Leukocyte adhesion to the vascular endothelium is critical in the pathogenesis of DR, and this biological procedure is mediated by adhesion molecules, such as intercellular cell adhesion molecule-1 (ICAM-1) and monocyte chemoattractant protein-1 (MCP-1) [21, 22]. Meanwhile, interleukin-6 (IL-6), and tumor necrosis factor-alpha (TNF-α) are inflammatory factors also related to pathogenesis of DR [23, 24]. It has been reported that high uric acid can promote the expressions of adhesion molecules and inflammation mediators (including ICAM-1, MCP-1, IL-6, TNF-a) of the human retinal endothelial cells under high glucose, and increase the activity of Notch signaling pathway, suggesting high uric acid may promote the diabetic retinopathy by activating Notch signaling pathway [25]. In addition, the serum levels of ICAM-1 had been also confirmed to be associated with increased severity of diabetic retinopathy [26]. Therefore, SUA might play important roles in the severity of DR by influencing the signaling pathways related to inflammation and molecular adhesion.

In the study of Ahmad et al., the prevalence of microalbuminuria in people with T2DM is 31.56% and the microalbuminuria is identified as an early sign of diabetic nephropathy [27]. In our study, we found that high urinary albumin levels were associated with more serious diabetic retinopathy (OR = 1.003; 95% CI = 1.049–1.198; P = 0.043). Therefore, our results indicated that higher urinary albumin level is risk factor for the severity of DR in people with T2DM and has the potential to be used for early detection.
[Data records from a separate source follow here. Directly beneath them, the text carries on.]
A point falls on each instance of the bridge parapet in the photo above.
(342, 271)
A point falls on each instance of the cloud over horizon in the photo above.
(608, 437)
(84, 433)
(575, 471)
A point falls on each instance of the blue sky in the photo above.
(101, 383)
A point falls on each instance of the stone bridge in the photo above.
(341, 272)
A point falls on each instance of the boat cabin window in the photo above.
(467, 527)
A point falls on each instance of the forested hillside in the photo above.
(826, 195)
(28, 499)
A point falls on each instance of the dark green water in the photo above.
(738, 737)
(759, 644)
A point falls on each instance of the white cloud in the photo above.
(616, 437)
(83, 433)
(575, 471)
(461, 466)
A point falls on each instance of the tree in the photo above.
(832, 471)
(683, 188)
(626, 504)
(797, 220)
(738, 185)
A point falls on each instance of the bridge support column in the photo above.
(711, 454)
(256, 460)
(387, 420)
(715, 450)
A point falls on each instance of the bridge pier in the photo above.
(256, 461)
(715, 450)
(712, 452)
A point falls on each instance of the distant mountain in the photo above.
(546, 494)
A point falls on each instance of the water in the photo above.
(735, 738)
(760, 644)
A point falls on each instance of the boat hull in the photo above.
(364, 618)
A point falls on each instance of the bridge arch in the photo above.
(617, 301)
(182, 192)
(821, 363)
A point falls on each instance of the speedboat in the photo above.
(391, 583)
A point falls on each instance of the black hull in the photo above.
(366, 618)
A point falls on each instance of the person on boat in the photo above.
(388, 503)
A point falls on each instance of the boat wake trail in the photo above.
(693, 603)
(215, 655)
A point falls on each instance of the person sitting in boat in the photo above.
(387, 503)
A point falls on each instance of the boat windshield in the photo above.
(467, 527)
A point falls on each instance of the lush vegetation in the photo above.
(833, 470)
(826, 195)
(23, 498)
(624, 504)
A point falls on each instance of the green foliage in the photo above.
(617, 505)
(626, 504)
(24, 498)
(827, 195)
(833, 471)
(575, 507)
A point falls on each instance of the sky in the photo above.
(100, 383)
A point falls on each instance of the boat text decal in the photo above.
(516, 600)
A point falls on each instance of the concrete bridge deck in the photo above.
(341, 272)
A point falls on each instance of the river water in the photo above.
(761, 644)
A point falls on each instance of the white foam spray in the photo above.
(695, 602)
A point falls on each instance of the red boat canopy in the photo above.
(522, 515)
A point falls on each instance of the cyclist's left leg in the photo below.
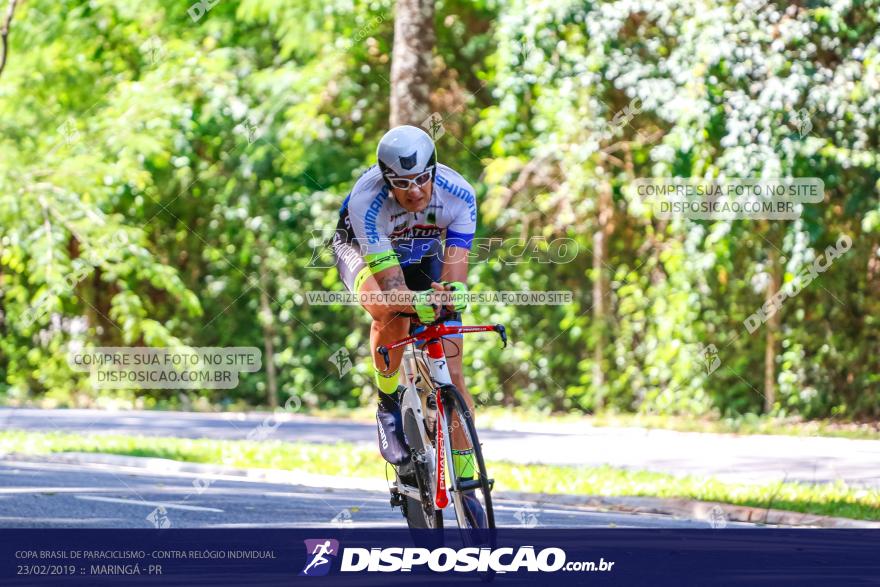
(453, 347)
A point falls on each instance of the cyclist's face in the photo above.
(415, 198)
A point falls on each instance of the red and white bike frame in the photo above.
(436, 361)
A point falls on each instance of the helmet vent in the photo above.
(409, 161)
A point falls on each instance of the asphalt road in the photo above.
(55, 495)
(756, 458)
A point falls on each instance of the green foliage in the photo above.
(166, 180)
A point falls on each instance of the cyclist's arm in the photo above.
(390, 279)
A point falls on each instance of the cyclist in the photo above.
(407, 227)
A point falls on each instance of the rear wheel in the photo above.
(481, 485)
(420, 514)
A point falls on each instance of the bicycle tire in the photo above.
(417, 518)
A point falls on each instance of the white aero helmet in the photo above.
(406, 150)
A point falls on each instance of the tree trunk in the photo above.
(414, 39)
(604, 216)
(267, 319)
(771, 336)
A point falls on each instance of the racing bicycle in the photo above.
(431, 407)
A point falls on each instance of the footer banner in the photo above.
(333, 556)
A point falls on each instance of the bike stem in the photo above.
(433, 334)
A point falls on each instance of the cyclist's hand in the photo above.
(424, 306)
(459, 297)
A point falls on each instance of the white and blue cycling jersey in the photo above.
(376, 223)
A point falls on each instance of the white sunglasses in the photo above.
(403, 183)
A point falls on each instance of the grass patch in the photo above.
(350, 460)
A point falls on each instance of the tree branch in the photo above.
(4, 34)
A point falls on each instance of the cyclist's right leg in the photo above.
(387, 327)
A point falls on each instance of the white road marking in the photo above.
(168, 506)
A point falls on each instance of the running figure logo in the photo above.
(317, 553)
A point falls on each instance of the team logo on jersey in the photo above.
(409, 161)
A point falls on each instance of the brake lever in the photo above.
(502, 332)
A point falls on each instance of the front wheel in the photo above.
(420, 514)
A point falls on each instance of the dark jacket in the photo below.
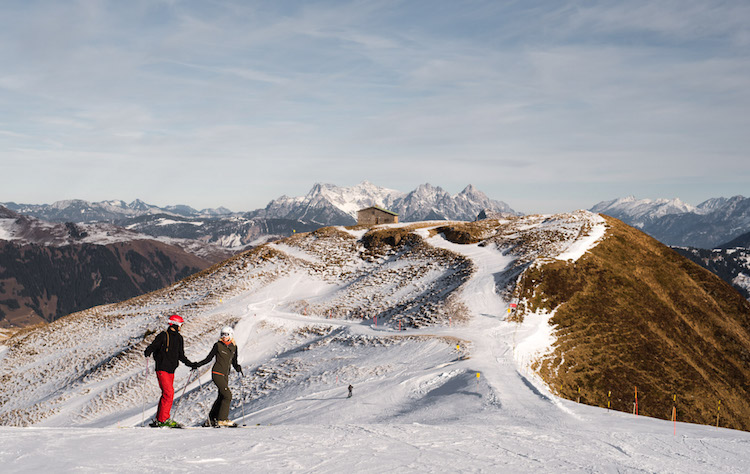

It has been reported that more serious endothelial cell damage might be caused in hypertensive subjects with microalbuminuria [28]. Studies also have shown that microalbuminuria is an independent risk factor for cardiovascular diseases not only in hypertensive and diabetic individuals but also for general population [29]. In the people with acute myocardial infarction, microalbuminuria is closely associated with functional disorder of endothelial progenitor cells, predicting the aggravation of coronary remodeling after percutaneous coronary intervention [30]. There is a positive correlation between microalbuminuria and the severity of coronary artery disease in T2DM individuals [15]. Besides, microalbuminuria is also an important tool for predicting the mortality and morbidity in individuals with cardiovascular and peripheral vascular diseases [31]. Therefore, we speculated that the microalbuminuria might participate in the DR by causing damage to the vascular endothelial cell. However, there are some limitations in our study. The diabetes treatment was not considered in our study. Besides, our study only included 518 individuals with T2DM during 2 years and classified into three groups according diabetic retinopathy severity. Thus, more studies with larger sample size or for people from different regions are still needed to validate the results of our study.

Conclusion

In conclusion, we found that that high SUA, homocysteine, TC, LDL-c, and urinary albumin levels were associated with the severity of diabetic retinopathy. Higher SUA and urinary albumin levels could be considered as risk factors for severity of DR in individuals with T2DM.